A stock that rises 20% to 25% from its buy point presents a choice. Do you hold or take the profit? Several factors can legitimately influence that decision.
One: If the stock’s 20% gain comes in the first two or three weeks after the breakout, then the stock should be held for at least eight weeks — barring outright sell signals. The great stocks often get a fast start. You don’t want to sell such a stock too early.
Two: If the stock took longer to reach the 20% mark but has three quarters of EPS acceleration in a row, you might want to hold the stock.
Even Great Stocks Take A Break
Three: If the 20% gain came slowly and from a second-stage base or later, you should sell. Most stocks correct after a 20% to 25% gain. A third-stage base is prone to fail. So, why hold for that?
Four: If the gain came in an erratic fashion, sell. It doesn’t matter if the stock or the general market is to blame. Such a stock is likely to move against you quickly.
Five: If you have taken a 7% or 8% loss recently, then the bias tilts toward taking the profit in the 20% to 25% gainer. It is prudent to keep a 3-1 ratio between gains and losses. You can be right just once every four tries and still break even or make a small gain.
Six: If you have taken several 7% to 8% losses and have no stock up 20% to 25%, consider taking smaller profits to erase the losses. You should then step back and study your buys and sells to determine the reason you are losing.
When To Really Get Defensive
If the market is the problem, you need to raise cash and stay out of the market. If you are the problem, you need to adjust your approach to avoid losing more money.
If several stocks you sold put a 10% dent in your portfolio, that’s OK if winners have boosted your portfolio 30%. You must, however, take the profits at some point. Paper gains are imaginary until a sell makes them come true.
Avenue Supermarts cleared a Rs 1,288.65 buy point in the consolidation base on February 23. Volume was heavy.
After clearing the base, the stock took about 14 weeks to reach the 20% profit level. Daily trading ranges were wide — not ideal.
Given the loose action, taking the profit would have made sense.

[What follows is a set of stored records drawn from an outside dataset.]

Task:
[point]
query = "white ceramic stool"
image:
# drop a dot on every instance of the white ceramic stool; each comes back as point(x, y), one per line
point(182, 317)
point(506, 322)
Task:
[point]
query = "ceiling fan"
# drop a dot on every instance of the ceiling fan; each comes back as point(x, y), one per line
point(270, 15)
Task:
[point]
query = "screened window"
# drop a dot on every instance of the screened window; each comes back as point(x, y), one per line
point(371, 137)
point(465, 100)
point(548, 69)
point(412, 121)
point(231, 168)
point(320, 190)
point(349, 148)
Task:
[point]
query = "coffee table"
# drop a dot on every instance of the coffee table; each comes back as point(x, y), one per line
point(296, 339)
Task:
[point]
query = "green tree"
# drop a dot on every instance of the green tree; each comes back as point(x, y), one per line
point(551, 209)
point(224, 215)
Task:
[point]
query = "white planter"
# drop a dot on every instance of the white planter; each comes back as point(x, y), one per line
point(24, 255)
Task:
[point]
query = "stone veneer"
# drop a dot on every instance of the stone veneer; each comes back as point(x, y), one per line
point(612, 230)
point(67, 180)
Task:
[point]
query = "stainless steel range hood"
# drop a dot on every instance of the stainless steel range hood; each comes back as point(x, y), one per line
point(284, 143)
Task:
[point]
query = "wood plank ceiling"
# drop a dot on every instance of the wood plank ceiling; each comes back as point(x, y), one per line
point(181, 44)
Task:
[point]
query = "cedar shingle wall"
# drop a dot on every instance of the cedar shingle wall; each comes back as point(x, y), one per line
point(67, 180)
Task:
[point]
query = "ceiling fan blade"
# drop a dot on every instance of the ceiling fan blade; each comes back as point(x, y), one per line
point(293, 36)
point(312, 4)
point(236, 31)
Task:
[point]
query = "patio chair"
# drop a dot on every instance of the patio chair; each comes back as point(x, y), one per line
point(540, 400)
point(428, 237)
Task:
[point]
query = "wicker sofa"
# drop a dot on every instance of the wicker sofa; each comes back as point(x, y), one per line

After hitting the 25% profit level on May 31, the stock observed profit booking amid weakness in the overall market. While the stock rebounded from its 50-DMA on June 6, trading volume was below-average, indicating low buying interest from institutional investors. The stock then went on to hit a record high of Rs 1,623 on June 13, but witnessed a downside reversal and closed near the day’s low. Subsequently, it saw five back-to-back down sessions, breaching its 50-day line and correcting 10% from its all-time high.